When someone walks next to a counselor through a park or trail, they say the counselor seems less like an expert and authority figure.

"Why that is good is that the more comfortable the client is with the counselor, the more therapeutic work can be done," White said.

Easing anxiety

Eyer said people can have anxiety around authority figures and that anxiety gets in the way of them accessing their thoughts and feelings.

"If we are  sitting in the place of authority (such as a therapist's office) they may not be as honest with us about what is actually happening with them," Eyer said. 

Just the movement, walking, itself can ease anxiety. Walking the path together, Eyer and White said, they can help a client be more comfortable with themselves.
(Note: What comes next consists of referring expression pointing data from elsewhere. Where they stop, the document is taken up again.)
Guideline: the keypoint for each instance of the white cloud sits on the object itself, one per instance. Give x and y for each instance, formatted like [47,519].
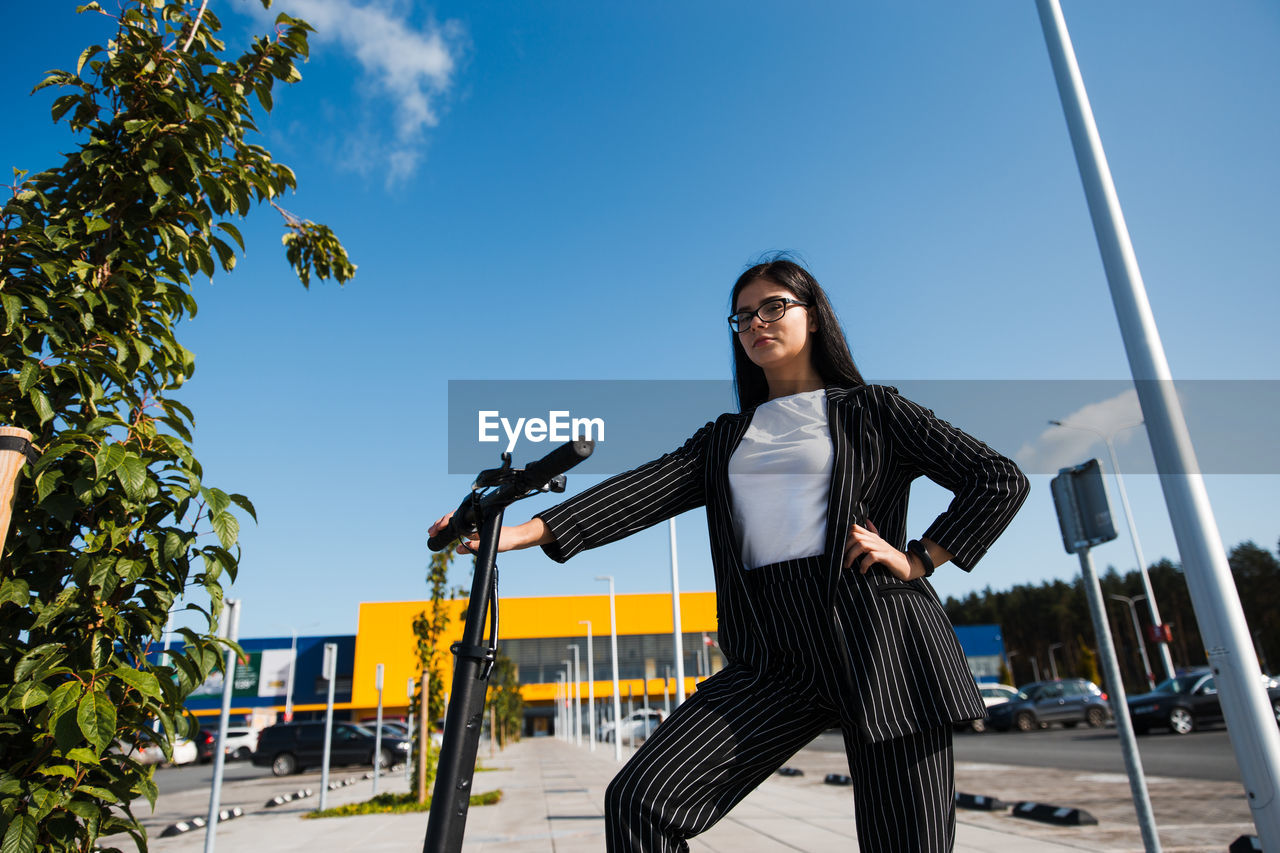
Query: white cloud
[411,65]
[1060,447]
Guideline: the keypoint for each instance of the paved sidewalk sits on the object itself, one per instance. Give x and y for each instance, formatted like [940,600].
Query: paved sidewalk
[553,794]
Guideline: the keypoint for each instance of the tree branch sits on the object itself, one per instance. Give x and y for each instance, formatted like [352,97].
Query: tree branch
[195,26]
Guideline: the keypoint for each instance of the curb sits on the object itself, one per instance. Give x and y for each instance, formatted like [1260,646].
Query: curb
[979,802]
[199,822]
[288,798]
[1060,815]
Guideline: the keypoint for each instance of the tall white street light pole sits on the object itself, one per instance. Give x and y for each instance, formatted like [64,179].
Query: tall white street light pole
[1137,632]
[590,683]
[1246,707]
[577,697]
[1166,658]
[617,689]
[676,626]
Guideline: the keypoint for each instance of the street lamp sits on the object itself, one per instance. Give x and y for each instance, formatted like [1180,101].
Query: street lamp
[1137,632]
[617,702]
[1052,661]
[577,697]
[1165,656]
[561,726]
[568,696]
[590,683]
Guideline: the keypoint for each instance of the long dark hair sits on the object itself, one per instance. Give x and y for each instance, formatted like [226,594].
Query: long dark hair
[831,356]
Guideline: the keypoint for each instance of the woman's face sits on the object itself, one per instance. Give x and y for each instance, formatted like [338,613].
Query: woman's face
[778,345]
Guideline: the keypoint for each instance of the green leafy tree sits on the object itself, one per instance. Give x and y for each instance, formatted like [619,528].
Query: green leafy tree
[429,629]
[114,524]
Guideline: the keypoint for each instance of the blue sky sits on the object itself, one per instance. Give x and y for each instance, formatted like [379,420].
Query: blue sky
[567,191]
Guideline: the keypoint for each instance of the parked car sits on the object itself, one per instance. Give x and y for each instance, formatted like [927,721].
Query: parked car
[636,725]
[240,743]
[991,694]
[1041,703]
[1185,703]
[291,747]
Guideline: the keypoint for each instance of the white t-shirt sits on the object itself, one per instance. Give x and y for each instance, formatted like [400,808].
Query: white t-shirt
[780,477]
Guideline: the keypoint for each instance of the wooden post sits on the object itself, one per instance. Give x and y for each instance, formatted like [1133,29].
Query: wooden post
[425,733]
[14,445]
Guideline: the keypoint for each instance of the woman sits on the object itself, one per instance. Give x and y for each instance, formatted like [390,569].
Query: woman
[824,612]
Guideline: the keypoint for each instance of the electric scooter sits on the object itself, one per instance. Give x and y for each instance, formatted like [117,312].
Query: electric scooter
[474,656]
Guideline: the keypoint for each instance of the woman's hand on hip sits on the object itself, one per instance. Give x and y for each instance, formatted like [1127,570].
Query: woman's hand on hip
[510,538]
[864,547]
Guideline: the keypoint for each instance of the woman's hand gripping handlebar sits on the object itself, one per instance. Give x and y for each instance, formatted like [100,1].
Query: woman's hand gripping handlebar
[511,484]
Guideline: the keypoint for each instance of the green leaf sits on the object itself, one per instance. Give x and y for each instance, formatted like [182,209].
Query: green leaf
[59,770]
[101,793]
[12,309]
[27,696]
[41,402]
[33,660]
[225,254]
[96,719]
[159,185]
[216,500]
[234,232]
[63,699]
[131,570]
[144,351]
[21,836]
[227,529]
[132,474]
[245,503]
[14,591]
[147,788]
[108,459]
[144,683]
[27,375]
[83,756]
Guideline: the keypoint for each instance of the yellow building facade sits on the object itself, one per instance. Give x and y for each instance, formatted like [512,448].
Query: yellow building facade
[530,630]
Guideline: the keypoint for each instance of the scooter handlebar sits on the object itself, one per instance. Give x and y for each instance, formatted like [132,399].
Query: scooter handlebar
[535,475]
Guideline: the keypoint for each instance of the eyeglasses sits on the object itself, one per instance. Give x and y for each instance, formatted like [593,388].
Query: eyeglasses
[768,313]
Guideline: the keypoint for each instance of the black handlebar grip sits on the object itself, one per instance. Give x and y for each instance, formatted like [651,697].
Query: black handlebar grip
[451,532]
[558,461]
[442,538]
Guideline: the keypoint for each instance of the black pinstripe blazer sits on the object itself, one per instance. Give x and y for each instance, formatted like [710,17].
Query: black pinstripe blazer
[905,669]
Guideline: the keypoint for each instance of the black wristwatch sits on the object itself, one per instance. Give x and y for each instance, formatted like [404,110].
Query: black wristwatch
[918,548]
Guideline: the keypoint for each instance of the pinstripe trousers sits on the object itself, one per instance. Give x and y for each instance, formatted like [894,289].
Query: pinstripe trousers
[745,721]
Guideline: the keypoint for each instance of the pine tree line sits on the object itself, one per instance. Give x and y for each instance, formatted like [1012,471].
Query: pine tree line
[1034,617]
"When we are out in nature, it is a vehicle to employ mindfulness, to be present in the current moment," Eyer said. 

She gave an example of sitting on her back porch with her child noticing how leaves have changed and considering how they've changed, too. Walk-and-talk counseling can help clients incorporate strategies they've wanted to do such as practicing mindfulness or being more active to reduce stress. 

An option

Walk-and-talk is not something they prescribe but an option clients can choose.

Clients often want to get to know the counselors before trying walk-and-talk, White said.

While there is research on the effect of the natural environment on a person's well-being and incorporating nature into mind-body practices, there has not been a lot of quantitative research on how successful therapy outside is.

"It's an emerging branch of the field," said White, who specializes in working with families.

Eyer's specialty is trauma.

A researcher in 2019 identified 135 counselors in the United States that offered walk-and-talk counseling. 

Researcher Denise Crowe Clark interviewed clients who had participated in walk-and-talk counseling. She concluded walk-and-talk therapy "may be a viable alternative for clinicians to add to their therapeutic repertoire, particularly for clients who may struggle with the intensity of sitting face-to-face in a traditional office setting."

"Walk-and-talk may also be a way to normalize the experience of therapy for some and reduce the stigma associated with seeking help for mental and emotional issues," she wrote.

One of the walk-and-talk participants described the experience this way:

"I think it just made it stick. You know, you can talk, and talk, and talk about something, but when you’re walking and talking ... I felt like, for me at least, it made my ideas a little better, and my commitment to go out and do the things we talked about stick.

"I would go out and do it because it’s baked into my muscle memory. And when I would go out, and I’d have images in my mind of where we were walking when we were talking about something, and how things smelled, or the sound of the train going by, or the bird or something, and that those would be kind of like very positive triggers for me to remember the point of the therapy and what I wanted to get out of it."

Eyer and White noted Berks County with its beautiful parks and trails is well suited for this emerging branch of therapy.